The researchers examined data from clinically normal adults in the Harvard Aging Brain Study with MRI, FDG, FTP and Pittsburgh Compound B obtained within 1 year and prospective cognitive exams over a mean follow-up period of 3 years. Mayblyum and colleagues concentrated their analyses on prespecified areas of interest in the brain, including the inferior temporal, the isthmus cingulate, the hippocampus and the entorhinal cortex. They analyzed cognition using the Preclinical Alzheimer’s Cognitive Composite and examined the relationship between biomarkers and cognitive decline using linear mixed-effect models adjusted for demographics. The researchers also generated power curves simulating prevention trials, according to the study results.

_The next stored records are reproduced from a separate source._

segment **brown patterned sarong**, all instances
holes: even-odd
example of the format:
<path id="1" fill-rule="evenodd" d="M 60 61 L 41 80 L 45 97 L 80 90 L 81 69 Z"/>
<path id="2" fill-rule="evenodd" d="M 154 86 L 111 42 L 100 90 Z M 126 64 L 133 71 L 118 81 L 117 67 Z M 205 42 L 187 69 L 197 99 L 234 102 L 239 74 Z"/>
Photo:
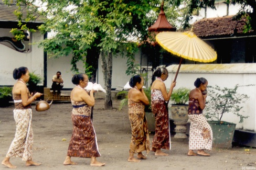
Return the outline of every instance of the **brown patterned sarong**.
<path id="1" fill-rule="evenodd" d="M 33 130 L 31 127 L 32 110 L 14 109 L 13 110 L 16 130 L 7 156 L 22 157 L 26 161 L 32 160 Z"/>
<path id="2" fill-rule="evenodd" d="M 160 90 L 151 90 L 151 107 L 156 119 L 155 133 L 152 147 L 170 150 L 170 136 L 168 110 Z"/>
<path id="3" fill-rule="evenodd" d="M 73 132 L 69 142 L 67 155 L 80 157 L 100 157 L 97 138 L 91 121 L 90 112 L 87 114 L 84 111 L 87 110 L 90 112 L 91 107 L 84 105 L 84 103 L 77 103 L 74 101 L 71 101 L 73 106 L 78 107 L 73 108 L 72 112 Z M 80 105 L 78 105 L 78 104 Z M 79 106 L 82 107 L 80 107 Z M 76 115 L 79 112 L 78 110 L 80 110 L 81 114 L 83 115 Z"/>
<path id="4" fill-rule="evenodd" d="M 150 152 L 150 136 L 145 115 L 144 105 L 141 102 L 128 100 L 129 119 L 132 128 L 130 153 Z"/>

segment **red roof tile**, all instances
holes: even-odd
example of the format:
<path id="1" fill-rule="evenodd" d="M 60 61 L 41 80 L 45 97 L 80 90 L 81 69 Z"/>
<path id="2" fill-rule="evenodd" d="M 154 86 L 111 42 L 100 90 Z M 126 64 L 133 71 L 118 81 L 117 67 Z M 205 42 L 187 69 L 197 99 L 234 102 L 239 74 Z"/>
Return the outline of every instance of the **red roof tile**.
<path id="1" fill-rule="evenodd" d="M 237 24 L 237 33 L 241 33 L 246 25 L 244 22 L 245 19 L 238 22 L 232 19 L 233 16 L 202 19 L 193 25 L 193 32 L 199 37 L 229 36 L 234 33 L 234 29 Z M 249 32 L 252 32 L 252 30 Z"/>

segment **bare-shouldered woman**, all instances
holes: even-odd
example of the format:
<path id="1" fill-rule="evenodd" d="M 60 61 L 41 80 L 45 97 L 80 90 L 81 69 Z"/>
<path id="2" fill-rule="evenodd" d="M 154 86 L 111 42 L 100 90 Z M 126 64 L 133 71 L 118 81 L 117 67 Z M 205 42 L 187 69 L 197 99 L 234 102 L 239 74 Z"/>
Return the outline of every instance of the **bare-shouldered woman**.
<path id="1" fill-rule="evenodd" d="M 40 97 L 42 94 L 36 93 L 33 96 L 30 96 L 26 85 L 29 80 L 29 72 L 27 67 L 14 69 L 13 75 L 15 80 L 17 80 L 13 88 L 13 98 L 15 104 L 13 112 L 16 130 L 15 137 L 2 164 L 9 168 L 16 168 L 10 163 L 9 160 L 10 157 L 19 157 L 26 161 L 26 166 L 39 165 L 40 163 L 32 161 L 34 138 L 31 103 L 37 97 Z"/>
<path id="2" fill-rule="evenodd" d="M 105 165 L 98 161 L 101 156 L 99 151 L 96 133 L 91 118 L 92 107 L 95 104 L 93 90 L 88 94 L 84 88 L 88 84 L 88 76 L 84 73 L 75 74 L 72 82 L 76 85 L 70 94 L 73 107 L 72 121 L 73 132 L 69 143 L 65 165 L 75 165 L 71 157 L 90 157 L 91 166 Z"/>
<path id="3" fill-rule="evenodd" d="M 142 154 L 142 151 L 150 151 L 150 141 L 147 123 L 145 115 L 145 105 L 149 104 L 147 98 L 142 87 L 144 79 L 136 75 L 129 81 L 132 88 L 128 93 L 128 107 L 129 119 L 132 128 L 132 140 L 130 144 L 129 157 L 128 161 L 141 162 L 133 156 L 137 153 L 137 158 L 145 160 L 146 157 Z"/>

The analysis included data from 131 participants (women, n = 52; mean age, 73.98±8.29 years).
Across separate models, Mayblyum and colleagues observed closer correlations with cognitive decline for most biomarkers in participants with high Pittsburgh Compound B compared with participants with low Pittsburgh Compound B. A backward, stepwise regression that included all biomarkers showed that only neocortical Pittsburgh Compound B, entorhinal FTP and entorhinal FDG were independent predictors of subsequent cognitive decline, according to the study results. Power analyses demonstrated that using both high Pittsburgh Compound B and low entorhinal FDG as inclusion criteria decreased by threefold the number of participants that would be needed in a hypothetical trial, compared with using only participants with high Pittsburgh Compound B.
The results provide Class II evidence that entorhinal hypometabolism identified by FDG-PET predicts subsequent cognitive decline in individuals with preclinical AD, according to Mayblyum and colleagues.
“Entorhinal hypometabolism is associated with subsequent cognitive decline in preclinical AD, above and beyond the association with amyloid and tau pathology,” the researchers wrote. “Adding low entorhinal FDG as inclusion criterion in preclinical AD trials would significantly increase the power of the trials.”